With billions of books, news stories, and documents online, there’s never been a better time to be reading — if you have time to sift through all the options. “There’s a ton of text on the internet,” says Justin Solomon, an assistant professor at MIT. “Anything to help cut through all that material is extremely useful.”

With the MIT-IBM Watson AI Lab and his Geometric Data Processing Group at MIT, Solomon recently presented a new technique for cutting through massive amounts of text at the Conference on Neural Information Processing Systems (NeurIPS). Their method combines three popular text-analysis tools — topic modeling, word embeddings, and optimal transport — to deliver better, faster results than competing methods on a popular benchmark for classifying documents.

If an algorithm knows what you liked in the past, it can scan the millions of possibilities for something similar. As natural language processing techniques improve, those “you might also like” suggestions are getting speedier and more relevant. 

In the method presented at NeurIPS, an algorithm summarizes a collection of, say, books, into topics based on commonly-used words in the collection. It then divides each book into its five to 15 most important topics, with an estimate of how much each topic contributes to the book overall. 

To compare books, the researchers use two other tools: word embeddings, a technique that turns words into lists of numbers to reflect their similarity in popular usage, and optimal transport, a framework for calculating the most efficient way of moving objects — or data points — among multiple destinations. 

Word embeddings make it possible to leverage optimal transport twice: first to compare topics within the collection as a whole, and then, within any pair of books, to measure how closely common themes overlap. 

The technique works especially well when scanning large collections of books and lengthy documents. In the study, the researchers offer the example of Frank Stockton’s “The Great War Syndicate,” a 19th century American novel that anticipated the rise of nuclear weapons. If you’re looking for a similar book, a topic model would help to identify the dominant themes shared with other books — in this case, nautical, elemental, and martial. 

But a topic model alone wouldn’t identify Thomas Huxley’s 1863 lecture, “The Past Condition of Organic Nature,” as a good match.

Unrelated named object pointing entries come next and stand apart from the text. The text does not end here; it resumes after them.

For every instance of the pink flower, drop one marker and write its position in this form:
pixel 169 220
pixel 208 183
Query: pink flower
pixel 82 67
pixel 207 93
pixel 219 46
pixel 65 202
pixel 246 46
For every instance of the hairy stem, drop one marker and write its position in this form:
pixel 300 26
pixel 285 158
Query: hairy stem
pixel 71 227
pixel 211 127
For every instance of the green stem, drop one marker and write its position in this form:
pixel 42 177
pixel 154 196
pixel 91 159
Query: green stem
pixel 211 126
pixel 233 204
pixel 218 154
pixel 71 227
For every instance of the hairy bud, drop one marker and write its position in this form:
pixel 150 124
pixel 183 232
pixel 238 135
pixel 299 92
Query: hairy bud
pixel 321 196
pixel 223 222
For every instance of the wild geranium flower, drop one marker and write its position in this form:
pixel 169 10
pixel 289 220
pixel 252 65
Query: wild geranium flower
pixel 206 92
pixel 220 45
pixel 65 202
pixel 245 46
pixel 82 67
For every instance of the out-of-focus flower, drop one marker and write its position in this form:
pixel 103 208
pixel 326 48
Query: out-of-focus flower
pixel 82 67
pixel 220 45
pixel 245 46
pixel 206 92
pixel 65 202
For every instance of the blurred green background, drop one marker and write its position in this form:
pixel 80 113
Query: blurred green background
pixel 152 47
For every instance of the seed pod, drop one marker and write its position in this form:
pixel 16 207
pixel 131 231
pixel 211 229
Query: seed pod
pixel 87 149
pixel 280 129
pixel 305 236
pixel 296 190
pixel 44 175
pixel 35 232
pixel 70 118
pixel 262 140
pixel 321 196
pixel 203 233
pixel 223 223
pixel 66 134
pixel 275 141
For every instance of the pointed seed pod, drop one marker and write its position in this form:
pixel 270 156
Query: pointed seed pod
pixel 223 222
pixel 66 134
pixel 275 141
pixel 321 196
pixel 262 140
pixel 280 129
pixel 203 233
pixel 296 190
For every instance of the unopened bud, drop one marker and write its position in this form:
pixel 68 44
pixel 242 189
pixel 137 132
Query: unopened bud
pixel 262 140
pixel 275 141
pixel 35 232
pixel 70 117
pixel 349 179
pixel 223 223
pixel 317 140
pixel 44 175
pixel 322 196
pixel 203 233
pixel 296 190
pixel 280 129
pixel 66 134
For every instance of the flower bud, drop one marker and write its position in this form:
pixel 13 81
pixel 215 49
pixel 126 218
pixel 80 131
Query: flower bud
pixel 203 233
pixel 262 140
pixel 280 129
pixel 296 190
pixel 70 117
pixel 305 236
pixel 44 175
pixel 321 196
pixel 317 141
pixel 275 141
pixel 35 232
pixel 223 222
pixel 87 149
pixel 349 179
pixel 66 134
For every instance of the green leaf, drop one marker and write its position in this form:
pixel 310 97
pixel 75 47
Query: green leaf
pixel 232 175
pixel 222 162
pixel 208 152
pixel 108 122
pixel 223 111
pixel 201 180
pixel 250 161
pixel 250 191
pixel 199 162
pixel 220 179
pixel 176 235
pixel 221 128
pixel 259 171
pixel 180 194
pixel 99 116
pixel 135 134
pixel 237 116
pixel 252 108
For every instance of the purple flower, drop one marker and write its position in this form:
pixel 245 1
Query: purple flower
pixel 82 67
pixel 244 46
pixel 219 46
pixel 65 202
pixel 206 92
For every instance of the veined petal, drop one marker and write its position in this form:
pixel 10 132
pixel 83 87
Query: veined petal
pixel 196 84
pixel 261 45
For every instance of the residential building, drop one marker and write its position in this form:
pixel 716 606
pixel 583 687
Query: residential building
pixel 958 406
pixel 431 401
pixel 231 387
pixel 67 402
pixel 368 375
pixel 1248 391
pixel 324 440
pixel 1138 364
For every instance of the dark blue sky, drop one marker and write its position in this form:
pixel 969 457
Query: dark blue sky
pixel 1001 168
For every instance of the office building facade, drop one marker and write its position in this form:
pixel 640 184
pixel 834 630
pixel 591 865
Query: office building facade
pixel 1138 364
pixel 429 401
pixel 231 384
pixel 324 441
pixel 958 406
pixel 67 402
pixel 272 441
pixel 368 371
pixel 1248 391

The writer was a champion of Charles Darwin’s theory of evolution, and his lecture, peppered with mentions of fossils and sedimentation, reflected emerging ideas about geology. When the themes in Huxley’s lecture are matched with Stockton’s novel via optimal transport, some cross-cutting motifs emerge: Huxley’s geography, flora/fauna, and knowledge themes map closely to Stockton’s nautical, elemental, and martial themes, respectively.

Modeling books by their representative topics, rather than individual words, makes high-level comparisons possible. “If you ask someone to compare two books, they break each one into easy-to-understand concepts, and then compare the concepts,” says the study’s lead author Mikhail Yurochkin, a researcher at IBM. 

The result is faster, more accurate comparisons, the study shows. The researchers compared 1,720 pairs of books in the Gutenberg Project dataset in one second — more than 800 times faster than the next-best method.

The technique also does a better job of accurately sorting documents than rival methods — for example, grouping books in the Gutenberg dataset by author, product reviews on Amazon by department, and BBC sports stories by sport. In a series of visualizations, the authors show that their method neatly clusters documents by type.

In addition to categorizing documents quickly and more accurately, the method offers a window into the model’s decision-making process. Through the list of topics that appear, users can see why the model is recommending a document.

The study’s other authors are Sebastian Claici and Edward Chien, a graduate student and a postdoc, respectively, at MIT’s Department of Electrical Engineering and Computer Science and Computer Science and Artificial Intelligence Laboratory, and Farzaneh Mirzazadeh, a researcher at IBM.